Yep, somehow we can breach Godwin's Law, by conflating Nazis in suits going about the workaday business of organising the Holocaust with the taming of dragons and vampires. Is it any wonder that Ron Rosenbaum called the phrase 'the banality of evil':

the most overused, misused, abused pseudo-intellectual phrase in our language.

Arendt was of course arguing that great evils weren't done by fanatics or sociopaths, but by ordinary people doing what they thought was right and proper, solving technical problems involving the processing of bodies and such like.

Diddly squat to do with vampires or dragons, but curiously often involving the concept of Satan, who is curiously not mentioned by Ostrow by name. Never mind, if you want pan theistic fear, Ostrow is available to conflate myth and reality:

By sanitising our underbellies and the true capacity for cruelty in each of us - as underpinned by myths such as the werewolf and other half-man, half-beast creatures of the sky, earth and sea - we immunise ourselves from, for instance, the possibility that the smooth-looking president of Iran, Mahmoud Ahmadinejad, may well be capable of launching a nuclear weapon that will begin Armageddon.

Oh god, does that mean that as a result of liking Wolverine and the other mutants in X-Men, we're all doomed to Armageddon? I mean, there's logic, and then there's the leap from the werewolf to Ahmadinejad, which made me begin to fear my sanity. Could the notion of evil and the true capacity for cruelty just be the result of the excessive outpouring of nuttiness from the likes of Ostrow?

As if to answer that question, Miranda the Devine turns up to remind us that evil is all around us in The warning that we ignored, wherein she manages to indulge in her most spiteful, malicious, vengeful, petty, inflammatory, redneck racist pastime, by explaining that all Sydney's problems are due to "the poorly managed immigration in the disproportionate number of problems that have emerged from some Lebanese families who arrived in 1977 and integrated poorly into south-west Sydney". And that Malcolm Fraser is to blame.

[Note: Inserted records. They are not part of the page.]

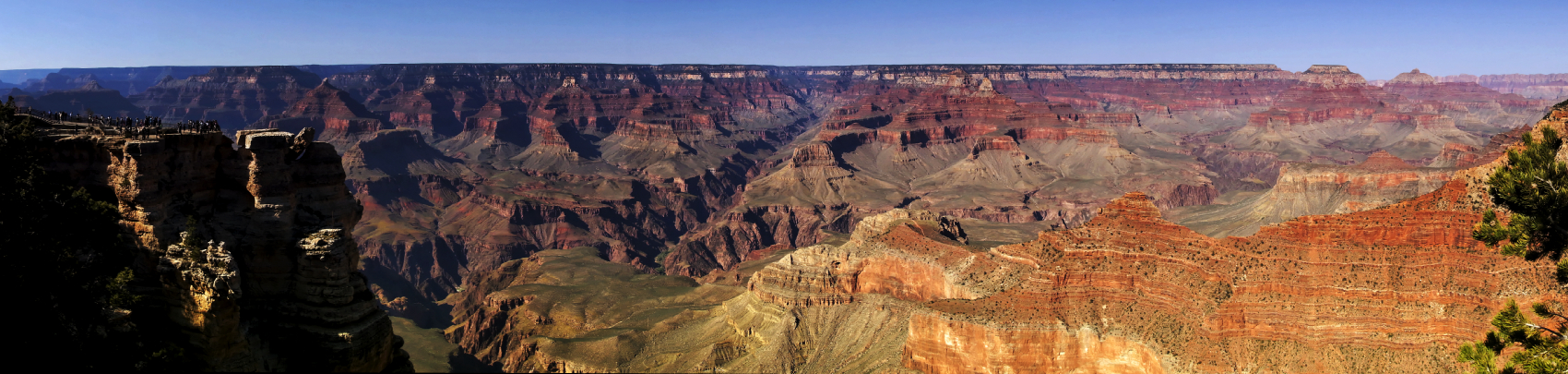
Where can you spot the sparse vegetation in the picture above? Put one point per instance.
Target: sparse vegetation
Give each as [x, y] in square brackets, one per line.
[1541, 347]
[66, 263]
[1534, 187]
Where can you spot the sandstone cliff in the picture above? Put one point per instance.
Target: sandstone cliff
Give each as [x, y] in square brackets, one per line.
[232, 96]
[1388, 289]
[1308, 189]
[271, 282]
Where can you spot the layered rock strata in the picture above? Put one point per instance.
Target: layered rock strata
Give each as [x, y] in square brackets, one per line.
[1388, 289]
[232, 96]
[268, 282]
[719, 163]
[1310, 189]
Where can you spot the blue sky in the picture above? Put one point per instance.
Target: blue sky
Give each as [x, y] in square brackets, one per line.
[1374, 38]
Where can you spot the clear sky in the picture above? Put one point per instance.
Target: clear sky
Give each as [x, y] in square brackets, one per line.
[1374, 38]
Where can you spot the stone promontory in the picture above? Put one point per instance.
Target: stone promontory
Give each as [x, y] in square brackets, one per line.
[273, 282]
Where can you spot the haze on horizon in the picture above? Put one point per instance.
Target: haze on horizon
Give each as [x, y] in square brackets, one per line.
[1377, 40]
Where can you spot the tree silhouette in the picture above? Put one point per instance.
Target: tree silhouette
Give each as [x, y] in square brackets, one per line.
[1534, 186]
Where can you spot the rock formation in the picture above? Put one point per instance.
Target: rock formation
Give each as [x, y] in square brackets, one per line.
[87, 98]
[705, 168]
[1527, 85]
[1310, 189]
[268, 282]
[340, 120]
[232, 96]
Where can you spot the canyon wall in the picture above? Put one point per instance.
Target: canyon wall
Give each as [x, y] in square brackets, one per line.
[1527, 85]
[1384, 289]
[245, 248]
[700, 168]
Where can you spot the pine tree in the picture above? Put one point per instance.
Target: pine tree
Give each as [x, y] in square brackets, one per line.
[1534, 186]
[1543, 346]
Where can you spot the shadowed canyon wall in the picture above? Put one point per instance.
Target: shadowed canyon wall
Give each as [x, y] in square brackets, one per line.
[470, 176]
[270, 280]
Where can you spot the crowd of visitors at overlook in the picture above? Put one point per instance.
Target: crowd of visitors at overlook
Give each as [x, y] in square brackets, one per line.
[130, 127]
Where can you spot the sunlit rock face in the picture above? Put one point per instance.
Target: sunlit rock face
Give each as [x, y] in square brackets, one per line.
[277, 286]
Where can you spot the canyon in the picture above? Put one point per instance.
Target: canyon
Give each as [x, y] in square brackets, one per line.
[240, 244]
[803, 219]
[1384, 289]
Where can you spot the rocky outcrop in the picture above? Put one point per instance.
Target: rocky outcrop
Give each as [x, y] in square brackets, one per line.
[89, 98]
[268, 282]
[339, 118]
[1308, 189]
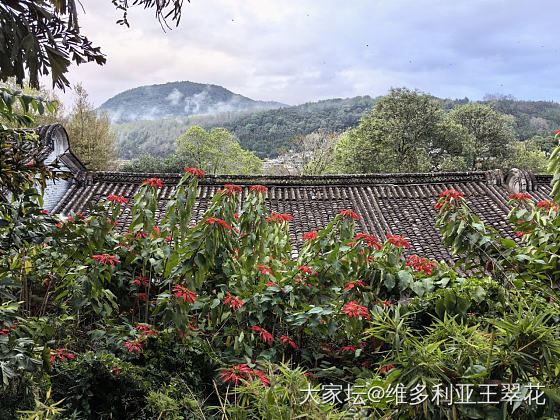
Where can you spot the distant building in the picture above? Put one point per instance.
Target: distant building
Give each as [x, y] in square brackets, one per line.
[401, 204]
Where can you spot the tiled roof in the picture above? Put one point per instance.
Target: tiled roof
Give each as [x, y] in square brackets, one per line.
[401, 204]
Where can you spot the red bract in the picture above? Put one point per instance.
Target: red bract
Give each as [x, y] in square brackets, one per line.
[235, 373]
[212, 220]
[352, 309]
[153, 182]
[61, 354]
[258, 189]
[196, 172]
[272, 284]
[106, 259]
[145, 330]
[265, 269]
[262, 377]
[235, 302]
[349, 213]
[310, 235]
[370, 241]
[135, 345]
[547, 205]
[355, 283]
[286, 340]
[420, 264]
[182, 292]
[520, 196]
[230, 189]
[279, 217]
[398, 241]
[265, 335]
[385, 369]
[119, 199]
[140, 281]
[448, 197]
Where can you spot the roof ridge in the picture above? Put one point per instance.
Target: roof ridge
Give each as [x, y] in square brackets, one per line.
[345, 179]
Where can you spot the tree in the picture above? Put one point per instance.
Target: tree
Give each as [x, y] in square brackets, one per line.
[407, 131]
[314, 152]
[217, 151]
[492, 133]
[90, 133]
[56, 113]
[527, 155]
[38, 37]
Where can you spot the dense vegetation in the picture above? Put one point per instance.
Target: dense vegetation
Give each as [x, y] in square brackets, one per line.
[215, 151]
[269, 133]
[177, 99]
[266, 133]
[166, 320]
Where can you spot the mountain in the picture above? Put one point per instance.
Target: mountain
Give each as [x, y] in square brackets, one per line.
[177, 99]
[264, 132]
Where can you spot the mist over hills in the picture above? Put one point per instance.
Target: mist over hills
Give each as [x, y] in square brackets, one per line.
[267, 133]
[149, 119]
[177, 99]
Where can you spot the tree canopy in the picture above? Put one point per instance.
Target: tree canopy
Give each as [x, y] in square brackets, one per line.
[41, 37]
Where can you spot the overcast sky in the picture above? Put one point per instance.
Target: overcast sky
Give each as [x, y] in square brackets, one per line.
[296, 51]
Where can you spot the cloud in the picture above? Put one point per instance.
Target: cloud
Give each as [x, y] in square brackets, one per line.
[294, 52]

There's a lot more, and a couple of exculpatory pars at the end designed to soften the blow, wherein the Devine nauseatingly rabbits on about an inclusive multicultural society, and working together to reject ideologies that promote violence, and working to reduce disadvantage, real or perceived grievances, and encouraging full participation in Australia's economic and social life. And even a note that "home-grown terrorism is as much a threat to the vast majority of law-abiding Australian Muslims as anyone else".

But she's much more at home at wog bashing, with a verbal baseball bat, so that the pious cant about efforts to "suppress the facts" being counterproductive and ultimately leading to distrust and disharmony is just specious Hansonism at its worst. Since I can't imagine a column more designed to introduce distrust and disharmony, and from someone who regularly likes to bash all religions, from Muslim through Christian to Calathumpian, that takes some imagining ...

Why it's almost up there with Ruth Ostrow and the banality of the evil of nice vampires and cuddly dragons and cute dinosaurs ...

Who are these loons and how do they get a regular gig writing tosh for tree-killing newspapers?

(Below: fun flying dragons? You've got to be kidding. Stone them, stone them, or at least deny them best picture Oscar! Or else nuclear armageddon will be on us, and it'll all be James Cameron's fault. Or have you already forgotten Miranda the Devine's Hit by the leftie sledgehammer?)